As Philip Caputo writes in Politico, that’s…not true:
As a Marine Corps veteran of Vietnam (1965-1966), a reporter who was among the last to be evacuated from Saigon by helicopter (1975) and a correspondent who covered the Soviet invasion of Afghanistan from the Afghan side (1980), I can say with authority that I agree wholeheartedly with Secretary of State Antony Blinken’s statement, “This is not Saigon.”
It’s worse.
Worse…yet so very familiar:
One similarity between the two conflicts stands above others: The Great American Delusion machine operated as effectively in the Hindu Kush as it did in the Mekong Delta, producing rosy predictions of victory that were contradicted by the gloomy facts on the ground.
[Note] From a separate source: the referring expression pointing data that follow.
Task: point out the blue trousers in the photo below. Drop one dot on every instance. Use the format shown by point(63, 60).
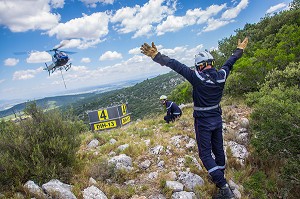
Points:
point(210, 140)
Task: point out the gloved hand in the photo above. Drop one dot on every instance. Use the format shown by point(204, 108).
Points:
point(150, 51)
point(242, 45)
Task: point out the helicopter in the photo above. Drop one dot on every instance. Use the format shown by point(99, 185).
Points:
point(60, 60)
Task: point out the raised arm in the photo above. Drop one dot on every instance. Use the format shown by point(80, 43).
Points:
point(236, 55)
point(151, 51)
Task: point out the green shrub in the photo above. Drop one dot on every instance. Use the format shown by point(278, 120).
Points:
point(275, 124)
point(255, 185)
point(39, 148)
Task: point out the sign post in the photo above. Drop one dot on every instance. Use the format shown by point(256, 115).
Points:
point(111, 117)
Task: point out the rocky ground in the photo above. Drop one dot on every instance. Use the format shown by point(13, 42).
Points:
point(159, 160)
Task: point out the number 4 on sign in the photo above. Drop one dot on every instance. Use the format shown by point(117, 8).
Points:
point(103, 115)
point(123, 109)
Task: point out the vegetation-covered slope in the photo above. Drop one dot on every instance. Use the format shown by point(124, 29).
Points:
point(142, 98)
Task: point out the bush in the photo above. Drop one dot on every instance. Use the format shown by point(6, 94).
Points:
point(275, 124)
point(40, 148)
point(182, 93)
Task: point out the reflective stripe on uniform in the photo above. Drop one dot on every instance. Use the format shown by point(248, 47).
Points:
point(170, 105)
point(205, 108)
point(216, 168)
point(199, 76)
point(222, 80)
No one in Washington imagined that 75,000 insurgents would defeat 300,000 Afghan soldiers, supported by heavy artillery and gunships, in a few weeks without expending much ammunition. The NVA had to fight their way into Saigon, the Taliban basically walked into Kabul.
A scene from Caputo’s stint in Afghanistan in 1980 is worth repeating:
It was clear right away that the mujahideen were determined to expel a foreign invader, no matter how long it took, no matter how outgunned they were. Once, my photographer, an Englishman named Steve Bent, and I were hiding in a cave with a band of insurgents while two Russian MI-24 gunships prowled low and slow over the river in front of us. At the mouth of the cave, a mujahid aimed his rifle at the choppers, armed with mini-guns, rocket pods, bomb racks and electronic sensors. I prayed he would not shoot and bring all that techno wrath down on our heads. After the aircraft flew on, I asked to look at his rifle. Stamped on the receiver were the initials V.R. — Victoria Regina — and the date of its manufacture: 1878. It was a single shot Martini-Henry, the standard infantry weapon of Rudyard Kipling’s British-Indian army.
The saying making the rounds is Americans had all the watches but the Taliban had all the time. And they measure it in centuries.